Figure 4. Mean return and turnover of the baseline and RL trading strategies. (A) Episodic mean strategy return of buy & hold, baseline, and RL strategies for high (a = 1.1), mid (a = 1.3), and low noise (a = 1.6) in 31 evaluation episodes. The gray dashed lines connect mean log returns across strategies for all individual episodes. The blue line connects the mean of all episodes with 95% bootstrapped confidence intervals. (B) Turnover per episode: comparison between baseline and RL strategy. Lower noise results in a more persistent signal, decreasing baseline turnover, but a higher quality signal, resulting in the RL policy to increase trading activity and turnover.

It is also informative to compare the amount of trading activity between the baseline and RL strategies (see Figure 4B). The baseline turnover decreases with an increasing signal-to-noise ratio (higher a), as the signal remains more stable over time, resulting in fewer trades. In contrast, the turnover of the RL trading agent increases with a higher signal-to-noise ratio, suggesting that the agent learns to trust the signal more and reflecting that higher transaction costs, resulting from the higher trading activity, can be sustained, given a higher quality signal. In the high noise case (a = 1.1), the RL agent learns to reduce trading activity relative to the other RL strategies, thereby essentially filtering the signal. The turnover is high in all cases due to the high frequency of the signal and the fact that we are only trading a small inventory. Nonetheless, performance is calculated net of spread-based transaction costs as our simulator adequately accounts for the execution of individual orders.

Table 1 lists action statistics for all RL policies, including how often actions are skipped, and the price levels at which limit orders are placed, grouped by buy and sell orders. With the least informative signal, the strategy almost exclusively uses marketable limit orders, with buy orders being placed at the bid and sell orders at the ask price. With better signals being available (a = 1.3 and a = 1.6), buy orders are more often placed at the mid-quote price, thereby trading less aggressively and saving on transaction costs. Overall, the strategies trained on different signals all place the majority of sell orders at the best bid price, with the amount of skipped actions varying considerably across the signals.

TABLE 1

Table 1. Actions taken by RL policy for the three different noise levels: the first row shows how often the policy chooses the “skip” action.

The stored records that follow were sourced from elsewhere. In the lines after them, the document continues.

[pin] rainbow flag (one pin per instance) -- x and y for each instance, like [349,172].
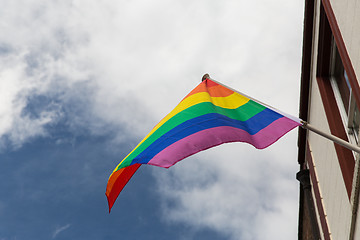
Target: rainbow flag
[208,116]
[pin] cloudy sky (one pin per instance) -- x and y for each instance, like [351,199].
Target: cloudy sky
[83,81]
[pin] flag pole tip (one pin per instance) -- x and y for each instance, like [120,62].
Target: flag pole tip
[206,75]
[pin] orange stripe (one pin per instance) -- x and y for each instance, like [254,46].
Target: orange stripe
[117,182]
[214,89]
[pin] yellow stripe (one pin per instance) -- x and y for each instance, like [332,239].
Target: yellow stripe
[232,101]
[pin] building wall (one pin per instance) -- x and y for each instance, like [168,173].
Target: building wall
[334,197]
[347,13]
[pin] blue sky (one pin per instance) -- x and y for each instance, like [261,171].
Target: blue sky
[82,82]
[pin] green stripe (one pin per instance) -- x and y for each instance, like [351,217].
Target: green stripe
[241,113]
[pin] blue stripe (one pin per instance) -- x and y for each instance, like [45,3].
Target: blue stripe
[211,120]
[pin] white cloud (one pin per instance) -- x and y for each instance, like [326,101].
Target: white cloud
[107,65]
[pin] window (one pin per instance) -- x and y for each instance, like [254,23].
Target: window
[350,113]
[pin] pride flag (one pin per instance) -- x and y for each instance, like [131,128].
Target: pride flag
[208,116]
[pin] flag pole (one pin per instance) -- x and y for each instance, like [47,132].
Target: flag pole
[333,138]
[304,124]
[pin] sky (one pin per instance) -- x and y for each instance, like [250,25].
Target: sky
[83,81]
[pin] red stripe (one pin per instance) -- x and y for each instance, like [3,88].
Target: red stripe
[117,182]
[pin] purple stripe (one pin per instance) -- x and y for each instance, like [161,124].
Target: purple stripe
[215,136]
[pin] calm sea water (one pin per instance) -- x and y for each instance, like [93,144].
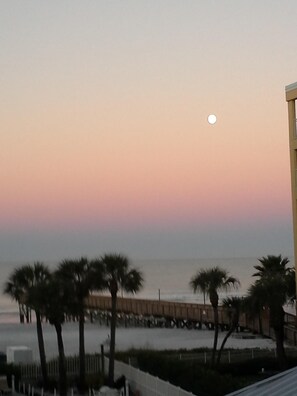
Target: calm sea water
[170,278]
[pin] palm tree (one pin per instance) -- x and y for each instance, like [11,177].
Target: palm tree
[273,288]
[77,274]
[14,287]
[24,285]
[234,306]
[118,275]
[210,282]
[56,301]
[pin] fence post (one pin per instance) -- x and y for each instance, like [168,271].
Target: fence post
[102,359]
[12,384]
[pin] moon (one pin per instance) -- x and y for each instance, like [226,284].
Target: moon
[212,119]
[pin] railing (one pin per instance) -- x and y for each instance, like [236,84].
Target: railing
[196,313]
[33,370]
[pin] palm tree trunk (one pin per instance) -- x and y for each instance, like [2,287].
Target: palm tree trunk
[277,323]
[112,339]
[41,349]
[280,350]
[230,331]
[82,367]
[62,365]
[215,339]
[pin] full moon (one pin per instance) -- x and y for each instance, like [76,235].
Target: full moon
[212,119]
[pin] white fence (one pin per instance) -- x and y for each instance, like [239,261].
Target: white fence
[33,370]
[141,382]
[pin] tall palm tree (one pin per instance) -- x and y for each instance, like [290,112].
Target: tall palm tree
[234,306]
[273,288]
[77,274]
[210,282]
[24,285]
[14,287]
[56,301]
[118,275]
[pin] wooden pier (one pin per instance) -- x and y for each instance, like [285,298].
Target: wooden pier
[185,315]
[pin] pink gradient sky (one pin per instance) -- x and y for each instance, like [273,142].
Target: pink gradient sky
[104,137]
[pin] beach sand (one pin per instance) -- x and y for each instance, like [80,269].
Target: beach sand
[126,338]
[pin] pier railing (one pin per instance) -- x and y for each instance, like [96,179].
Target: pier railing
[190,315]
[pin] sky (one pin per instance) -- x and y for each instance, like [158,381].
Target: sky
[105,144]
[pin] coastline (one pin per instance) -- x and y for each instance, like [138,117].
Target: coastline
[15,334]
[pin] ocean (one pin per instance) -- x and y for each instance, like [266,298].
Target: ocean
[168,279]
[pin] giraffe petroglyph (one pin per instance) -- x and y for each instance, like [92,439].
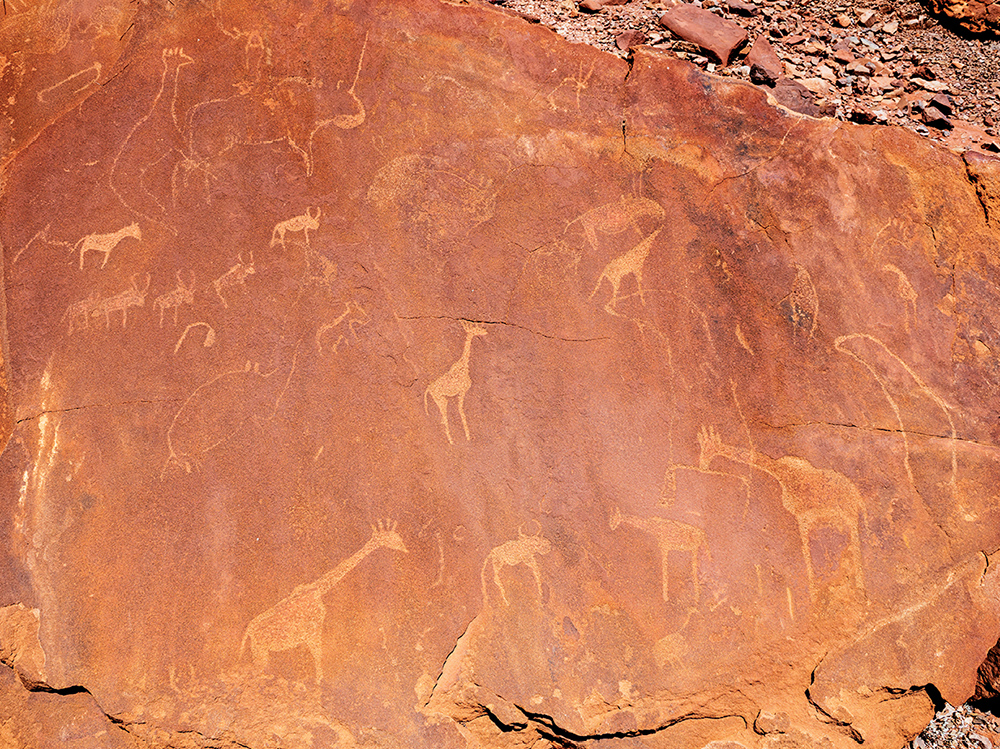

5.2. Robustness evaluation on recent data

To evaluate our results on more recent LOB data, we also trained RL policies using 4.5 months of AAPL LOB data from the second half of 2022 (2022-07-01 to 2022-11-13) and evaluated on 1.5 months of held-out test data (2022-11-14 to 2022-12-31). Figure 5 shows account curves over the evaluation period for all 3 noise levels. For low (a = 1.6) and medium (a = 1.3) noise levels, the RL policies, again, beat the baselines by a significant margin and increase profits significantly. For a low-quality signal with high noise levels (a = 1.1), the RL policy performs similarly to the losing baseline strategy and also doesn't make a profit. Interestingly, the strategy also does not learn to stop trading altogether, which would represent a superior policy in this case. This could be due to a common problem with RL: effective exploration. The local optimum of not trading could not be found using an epsilon-greedy exploration policy in this case. Overall, even though macroeconomic and financial market conditions in 2022 differed markedly from 2012, our results support the conclusion that the RL policies can utilize similar market micro-structure effects in both periods to improve the execution of a trading strategy based on a price forecast signal.

FIGURE 5

Figure 5. Robustness check: account curves for second evaluation period 2022-11-14 to 2022-12-31, comparing RL performance to baselines for three noise levels. Across all noise levels, the RL strategies produce a similar level of out-performance during this period than during the original period in 2012. For a high noise signal (a = 1.1), neither the baseline nor the RL policies are profitable. In this case, our RL strategy performs similarly to the baseline and does not learn to stop trading completely. This supports the hypothesis that similar micro-structure effects can be utilized in more recent periods, during a different macroeconomic landscape.

6. Conclusions

Using Deep Double Dueling Q-learning with asynchronous experience replay, a state-of-the-art off-policy reinforcement learning algorithm, we train a limit order trading strategy in an environment using historic market-by-order (MBO) exchange message data. For this purpose we develop an RL environment based on the ABIDES (Byrd et al., 2020a) market simulator, which reconstructs order book states dynamically from MBO data. Observing an artificial high-frequency signal of the mean return over the following 10 seconds, the RL policy successfully transforms a directional signal into a limit order trading strategy. The policies acquired by RL outperform our baseline trading algorithm, which places marketable limit orders to trade into positions and passive limit orders to exit positions, both in terms of mean return and Sharpe ratio. We investigate the effect of different levels of noise in the alpha signal on the RL performance. Unsurprisingly, more accurate signals lead to higher trading returns but we also find that RL provides a similar added benefit to trading performance across all noise levels investigated.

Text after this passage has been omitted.